## 九州大学学術情報リポジトリ Kyushu University Institutional Repository

# Simultaneous optimization of memory configuration and code allocation for low power embedded systems

Matsumura, Tadayuki

Graduate School of Information Science and Electric Engineering, Kyushu University

Ishihara, Tohru System LSI Research Center, Kyushu University

Yasuura, Hiroto

Faculty of Information Science and Electric Engineering, Kyushu University

https://hdl.handle.net/2324/10569

出版情報: Proceedings of the 18th ACM Great Lakes symposium on VLSI, pp.403-406, 2008-05. Association for Computing Machinery

バージョン: 権利関係:



# Simultaneous Optimization of Memory Configuration and Code Allocation for Low Power Embedded Systems

Tadayuki Matsumura<sup>1</sup>

Tohru Ishihara<sup>2</sup>

Hiroto Yasuura<sup>3</sup>

<sup>1</sup>Graduate School of Information Science and Electric Engineering, Kyushu University
<sup>2</sup> System LSI Research Center, Kyushu University

<sup>3</sup> Faculty of Information Science and Electric Engineering, Kyushu University {matsumura,yasuura}@c.csce.kyushu-u.ac.jp ishihara@slrc.kyushu-u.ac.jp

#### **ABSTRACT**

This paper proposes a hybrid memory architecture which consists of the following two regions; 1) a dynamic power conscious region which uses low  $V_{dd}$  and  $V_{th}$  and 2) a static power conscious region which uses high  $V_{dd}$  and  $V_{th}$ . This paper also proposes an optimization problem for finding the optimal memory division ratio, the code allocation,  $\beta ratio$  and  $V_{dd}$  so as to minimize the total power consumption of the memory under constraints of static noise margin (SNM), memory access delay and area overhead. Experimental results demonstrate that the total power consumption can be reduced by 50.8% with 7.7% memory array area overhead without degradations of SNM and access delay.

#### **Categories and Subject Descriptors**

B.3 [MEMORY STRUCTURES]: General

#### **General Terms**

Experimentation

#### **Keywords**

Low power design, On-chip memory, code allocation

### 1. INTRODUCTION

Low power design is one of the most important criteria for today's circuit designers. Power consumption is divided into two components, dynamic power consumption and static power consumption. Since the dynamic power consumption depends on  $V_{dd}$  quadratically, the dynamic power consumption can be reduced drastically by lowering  $V_{dd}$ . However, lowering the  $V_{dd}$  causes an increase of the delay which degrades the entire synchronous processor performance. To keep the processor performance, designers have to lower the  $V_{th}$  as well. However in deep sub-micron technology, this causes an exponential increase in subthreshold leakage power consumption [1]. Because of above reasons, it

Permission to make digital or hard copies of all or part of this work for personal or classroom use is granted without fee provided that copies are not made or distributed for profit or commercial advantage and that copies bear this notice and the full citation on the first page.

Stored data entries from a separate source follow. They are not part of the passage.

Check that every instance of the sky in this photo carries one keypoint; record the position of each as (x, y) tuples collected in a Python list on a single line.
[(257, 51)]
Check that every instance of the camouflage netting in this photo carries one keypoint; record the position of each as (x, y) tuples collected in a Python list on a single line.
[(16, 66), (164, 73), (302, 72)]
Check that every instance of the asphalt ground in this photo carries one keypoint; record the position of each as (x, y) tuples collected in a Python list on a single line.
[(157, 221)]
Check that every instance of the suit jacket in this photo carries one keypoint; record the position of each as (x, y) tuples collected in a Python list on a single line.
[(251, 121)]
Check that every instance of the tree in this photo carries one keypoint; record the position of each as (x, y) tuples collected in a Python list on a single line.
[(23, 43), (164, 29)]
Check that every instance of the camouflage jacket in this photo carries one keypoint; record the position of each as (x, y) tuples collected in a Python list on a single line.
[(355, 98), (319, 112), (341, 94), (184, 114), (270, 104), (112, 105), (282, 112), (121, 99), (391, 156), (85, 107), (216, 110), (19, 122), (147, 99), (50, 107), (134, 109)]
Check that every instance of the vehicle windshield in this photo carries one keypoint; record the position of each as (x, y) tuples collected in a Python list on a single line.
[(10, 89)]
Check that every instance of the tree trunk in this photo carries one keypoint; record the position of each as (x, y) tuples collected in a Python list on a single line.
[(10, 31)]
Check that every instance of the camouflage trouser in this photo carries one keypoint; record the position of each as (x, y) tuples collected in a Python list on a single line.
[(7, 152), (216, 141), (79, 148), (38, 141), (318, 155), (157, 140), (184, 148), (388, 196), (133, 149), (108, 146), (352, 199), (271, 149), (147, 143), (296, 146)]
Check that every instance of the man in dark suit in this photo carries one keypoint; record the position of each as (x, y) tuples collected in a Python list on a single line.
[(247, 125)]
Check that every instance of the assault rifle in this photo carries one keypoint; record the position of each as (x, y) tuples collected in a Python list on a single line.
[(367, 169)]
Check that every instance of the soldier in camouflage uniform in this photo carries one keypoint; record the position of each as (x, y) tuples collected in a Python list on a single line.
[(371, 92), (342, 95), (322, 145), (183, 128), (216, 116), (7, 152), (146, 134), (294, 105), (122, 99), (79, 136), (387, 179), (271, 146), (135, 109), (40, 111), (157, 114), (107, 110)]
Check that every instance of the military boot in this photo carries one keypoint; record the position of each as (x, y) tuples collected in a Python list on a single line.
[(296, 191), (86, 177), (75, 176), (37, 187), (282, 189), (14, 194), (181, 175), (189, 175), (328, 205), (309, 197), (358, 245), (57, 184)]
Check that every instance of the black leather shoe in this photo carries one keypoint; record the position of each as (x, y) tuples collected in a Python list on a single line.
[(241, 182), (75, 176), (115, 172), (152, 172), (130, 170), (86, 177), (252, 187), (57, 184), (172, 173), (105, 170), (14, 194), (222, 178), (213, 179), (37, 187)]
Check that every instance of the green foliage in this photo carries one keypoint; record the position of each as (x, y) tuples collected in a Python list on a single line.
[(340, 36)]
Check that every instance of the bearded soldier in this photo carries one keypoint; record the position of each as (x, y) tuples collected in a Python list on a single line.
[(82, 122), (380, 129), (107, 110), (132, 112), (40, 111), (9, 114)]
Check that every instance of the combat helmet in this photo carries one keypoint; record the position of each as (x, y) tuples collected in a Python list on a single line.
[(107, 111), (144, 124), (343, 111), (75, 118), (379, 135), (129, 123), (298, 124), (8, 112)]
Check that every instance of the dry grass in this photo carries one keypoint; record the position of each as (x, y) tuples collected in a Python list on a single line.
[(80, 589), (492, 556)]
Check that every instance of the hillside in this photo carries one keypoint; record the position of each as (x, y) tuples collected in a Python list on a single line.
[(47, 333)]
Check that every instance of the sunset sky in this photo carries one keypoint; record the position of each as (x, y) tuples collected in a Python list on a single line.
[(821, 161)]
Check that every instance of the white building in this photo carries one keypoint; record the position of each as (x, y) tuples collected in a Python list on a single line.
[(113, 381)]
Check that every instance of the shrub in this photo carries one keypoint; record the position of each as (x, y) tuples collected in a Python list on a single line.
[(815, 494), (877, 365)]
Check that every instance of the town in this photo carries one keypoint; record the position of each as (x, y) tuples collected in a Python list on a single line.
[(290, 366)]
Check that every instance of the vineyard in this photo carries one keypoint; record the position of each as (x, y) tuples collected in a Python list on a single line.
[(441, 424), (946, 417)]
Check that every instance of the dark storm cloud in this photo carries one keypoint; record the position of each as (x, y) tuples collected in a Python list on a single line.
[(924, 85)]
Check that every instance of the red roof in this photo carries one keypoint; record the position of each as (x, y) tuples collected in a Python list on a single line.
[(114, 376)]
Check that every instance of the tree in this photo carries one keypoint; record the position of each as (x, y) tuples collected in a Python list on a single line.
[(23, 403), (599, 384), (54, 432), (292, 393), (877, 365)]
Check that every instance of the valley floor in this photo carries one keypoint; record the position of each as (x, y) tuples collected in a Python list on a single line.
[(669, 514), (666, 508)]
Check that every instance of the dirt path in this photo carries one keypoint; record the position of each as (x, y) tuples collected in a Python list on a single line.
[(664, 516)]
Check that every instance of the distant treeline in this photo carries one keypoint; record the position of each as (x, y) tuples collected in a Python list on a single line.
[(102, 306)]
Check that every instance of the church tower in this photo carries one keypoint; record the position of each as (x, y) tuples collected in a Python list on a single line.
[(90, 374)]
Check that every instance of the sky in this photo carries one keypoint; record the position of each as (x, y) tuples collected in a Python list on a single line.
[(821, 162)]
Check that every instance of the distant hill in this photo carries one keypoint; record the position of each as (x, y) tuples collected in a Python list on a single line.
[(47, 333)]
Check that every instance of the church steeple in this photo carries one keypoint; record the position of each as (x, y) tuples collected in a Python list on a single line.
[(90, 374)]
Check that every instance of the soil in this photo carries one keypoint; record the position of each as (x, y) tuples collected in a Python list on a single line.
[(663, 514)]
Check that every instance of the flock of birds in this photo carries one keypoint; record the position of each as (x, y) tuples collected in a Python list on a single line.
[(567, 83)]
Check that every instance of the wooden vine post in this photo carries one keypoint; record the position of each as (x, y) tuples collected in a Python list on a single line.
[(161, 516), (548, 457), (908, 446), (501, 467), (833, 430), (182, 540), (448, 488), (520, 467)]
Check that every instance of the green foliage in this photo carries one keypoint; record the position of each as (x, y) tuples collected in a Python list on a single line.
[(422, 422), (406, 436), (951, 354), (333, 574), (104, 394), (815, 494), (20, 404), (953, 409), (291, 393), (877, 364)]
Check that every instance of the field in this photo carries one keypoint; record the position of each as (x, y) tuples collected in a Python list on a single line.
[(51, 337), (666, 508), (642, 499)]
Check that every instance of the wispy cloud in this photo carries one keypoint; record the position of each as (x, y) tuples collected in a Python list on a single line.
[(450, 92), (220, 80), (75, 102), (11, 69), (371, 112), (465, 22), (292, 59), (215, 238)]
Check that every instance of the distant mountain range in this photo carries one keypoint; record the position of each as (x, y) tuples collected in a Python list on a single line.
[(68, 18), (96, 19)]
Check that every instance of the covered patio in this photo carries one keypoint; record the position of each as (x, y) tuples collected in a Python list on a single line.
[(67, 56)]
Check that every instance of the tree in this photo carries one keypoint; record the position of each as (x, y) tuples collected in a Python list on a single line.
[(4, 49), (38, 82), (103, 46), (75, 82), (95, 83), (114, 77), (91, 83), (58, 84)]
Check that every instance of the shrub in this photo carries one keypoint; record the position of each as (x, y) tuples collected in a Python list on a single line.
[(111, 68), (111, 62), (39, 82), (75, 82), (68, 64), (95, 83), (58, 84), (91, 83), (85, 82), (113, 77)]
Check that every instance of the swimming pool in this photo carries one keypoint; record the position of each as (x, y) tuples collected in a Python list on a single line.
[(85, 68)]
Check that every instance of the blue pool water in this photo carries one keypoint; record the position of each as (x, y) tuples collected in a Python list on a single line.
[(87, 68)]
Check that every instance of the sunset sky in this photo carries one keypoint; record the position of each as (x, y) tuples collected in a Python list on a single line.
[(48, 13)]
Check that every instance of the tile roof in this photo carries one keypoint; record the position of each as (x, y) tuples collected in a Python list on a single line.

To copy otherwise, to republish, to post on servers or to redistribute to lists, requires prior specific permission and/or a fee.

GLSVLSI'08, May 4–6,2008, Orlando, Florida, USA Copyright 2008 ACM 978-1-59593-999-9/08/05 ...\$5.00.

is important for designers to consider the dynamic-to-static power ratio, and to decide the  $V_{dd}$  and  $V_{th}$  carefully. Onchip memory is one of the most power hungry components of today's microprocessors [2]. In general, memory is designed by using high  $V_{dd}$  and high  $V_{th}$  due to its low activities and a static power dominant characteristic. It is common observation that there is reference locality in memory systems, and as a result, there is also deflection in the dynamic power consumption. We exploit the memory reference locality for reducing the total power consumption using a hybrid memory architecture. The hybrid memory architecture consists of the following two regions; 1) a dynamic power conscious region which uses low  $V_{dd}$  and low  $V_{th}$  and 2) a static power conscious region which uses high  $V_{dd}$  and high  $V_{th}$ . The total power consumption can be saved by concentrating memory accesses on the dynamic power conscious region. The key of our architecture is that the access delays for the two regions are equal to each other by assigning low  $V_{th}$  to the dynamic power conscious region, which eases to integrate this memory into processors without major modifications of an internal processor architecture. Our proposed power reduction technique does not degrade performance and static noise margin (SNM) with a slight area overhead.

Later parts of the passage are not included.